Thursday, October 24, 2013
From thinking and writing strategically to crisis communication and integrating current communication technologies, students in the new Master of Business Communication program, or M.A.B.C., are learning to leverage communication strategies and the fundamentals of business for success in the marketplace.
With 28 students enrolled, the graduate program has had a healthy start, according to Dr. Jonathan Millen, associate dean of Liberal Arts and Sciences. “Geared toward working adults, the program is a creative collaboration of the Department of Communication and Journalism and the College of Business that meets the needs of today’s businessperson,” Millen said.
The degree, earned through the Department of Communication and Journalism, is relevant to almost any career. Current students are working in public relations, public affairs , IT and human resources.
Rider’s accessibility to New York City and Philadelphia, the convenience of evening classes while working full time, and the opportunity to develop higher-level communication and leadership skills that can be applied at the office are appealing to prospective students.
“Our studies have revealed that those hiring in all areas of business are looking for effective communicators,” explained Dr.

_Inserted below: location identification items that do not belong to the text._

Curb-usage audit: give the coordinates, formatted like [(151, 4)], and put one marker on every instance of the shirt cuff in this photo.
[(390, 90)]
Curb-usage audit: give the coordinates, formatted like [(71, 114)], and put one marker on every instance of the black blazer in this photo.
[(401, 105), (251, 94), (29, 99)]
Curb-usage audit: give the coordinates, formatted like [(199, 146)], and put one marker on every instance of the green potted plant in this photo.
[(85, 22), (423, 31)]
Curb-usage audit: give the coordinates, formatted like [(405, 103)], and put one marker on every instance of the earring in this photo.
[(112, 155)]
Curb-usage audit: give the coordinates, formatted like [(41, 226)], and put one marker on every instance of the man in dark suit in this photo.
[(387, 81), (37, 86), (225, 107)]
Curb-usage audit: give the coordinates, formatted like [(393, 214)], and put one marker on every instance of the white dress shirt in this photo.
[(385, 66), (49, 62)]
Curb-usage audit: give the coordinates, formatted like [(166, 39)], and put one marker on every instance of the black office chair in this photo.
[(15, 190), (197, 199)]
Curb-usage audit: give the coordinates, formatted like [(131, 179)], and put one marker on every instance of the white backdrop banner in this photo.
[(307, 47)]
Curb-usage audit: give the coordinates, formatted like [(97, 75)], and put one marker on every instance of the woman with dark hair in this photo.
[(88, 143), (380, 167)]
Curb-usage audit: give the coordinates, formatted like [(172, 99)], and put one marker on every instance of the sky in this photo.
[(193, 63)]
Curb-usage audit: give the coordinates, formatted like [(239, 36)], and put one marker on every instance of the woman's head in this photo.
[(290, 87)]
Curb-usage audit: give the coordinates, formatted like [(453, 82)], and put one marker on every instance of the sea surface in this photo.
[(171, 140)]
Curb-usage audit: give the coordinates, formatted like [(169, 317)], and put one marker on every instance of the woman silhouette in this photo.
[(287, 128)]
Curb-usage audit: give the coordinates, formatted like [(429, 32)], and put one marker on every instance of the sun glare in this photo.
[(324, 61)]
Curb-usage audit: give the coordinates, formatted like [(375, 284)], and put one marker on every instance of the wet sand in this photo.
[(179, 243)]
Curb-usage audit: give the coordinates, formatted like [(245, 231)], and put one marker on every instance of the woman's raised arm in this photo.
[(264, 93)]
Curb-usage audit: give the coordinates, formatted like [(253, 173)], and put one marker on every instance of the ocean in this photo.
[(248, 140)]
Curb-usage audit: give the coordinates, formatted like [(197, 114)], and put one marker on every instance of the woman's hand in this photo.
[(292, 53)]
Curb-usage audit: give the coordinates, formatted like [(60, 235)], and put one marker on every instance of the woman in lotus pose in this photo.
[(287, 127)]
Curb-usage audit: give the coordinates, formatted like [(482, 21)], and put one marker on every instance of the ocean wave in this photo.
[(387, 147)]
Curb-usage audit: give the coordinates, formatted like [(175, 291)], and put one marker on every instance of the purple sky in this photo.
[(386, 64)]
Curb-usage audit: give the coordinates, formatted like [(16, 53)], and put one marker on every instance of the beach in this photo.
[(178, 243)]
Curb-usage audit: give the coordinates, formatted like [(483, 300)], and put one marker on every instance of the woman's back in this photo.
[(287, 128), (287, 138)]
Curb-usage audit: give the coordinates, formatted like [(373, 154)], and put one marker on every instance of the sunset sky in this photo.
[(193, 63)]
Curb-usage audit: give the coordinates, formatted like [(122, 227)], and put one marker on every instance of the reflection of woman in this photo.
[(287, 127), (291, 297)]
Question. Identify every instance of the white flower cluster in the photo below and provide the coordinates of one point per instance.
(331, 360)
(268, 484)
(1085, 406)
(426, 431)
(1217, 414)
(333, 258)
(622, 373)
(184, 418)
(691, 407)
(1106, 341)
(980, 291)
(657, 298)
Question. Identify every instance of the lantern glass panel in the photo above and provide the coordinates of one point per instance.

Pamela Brown, chair of the Department of Communication and Journalism. “The message from executives is clear: They can teach employees to do the job but they can’t teach them how to be strong communicators.”
The M.A.B.C addresses that need with a heavy emphasis on visual, oral and written communication skills; a requirement for completing two M.B.A. courses; and instruction in gathering, analyzing and using data in a way that is valuable in any business. In the curriculum’s capstone course, which combines research and on-site interactions with selected businesses in the region, students apply what they’ve learned in class and develop fresh ideas to enhance corporate communications.
“We recognized that there was not a communication program in the area with a true business component,” Brown said. “So, we’ve set a goal to develop a reputation for offering a high-quality degree in business communications. It’s the combination of scholarly research and theory and the real-world application of that material that brings value to the master’s program.”
Last summer, Brown turned real-world news issues faced by professionals on the job into exercises in her Legal and Ethical Issues for Professional Communicators class. “The students applied theory and research to tackle the problems that massive media coverage of bad passenger experiences created for the cruise industry,” she explained.
Michelle Bucknam ’08 of Hammonton, N.J., who earned a B.A. in Journalism and now works in the marketing/communications field, chose the program because she felt the communications/business combination would be “a desirable master’s degree for the career advancement I was seeking.”
David Pavlak ’13 of Bloomingdale, N.J., who will complete the program in the spring, believes that the advanced degree will set him apart from the competition.
“I have become more well-rounded in communications,” Pavlak explained. “And the business component has added to the depth of my knowledge, both certain to benefit me in my career.”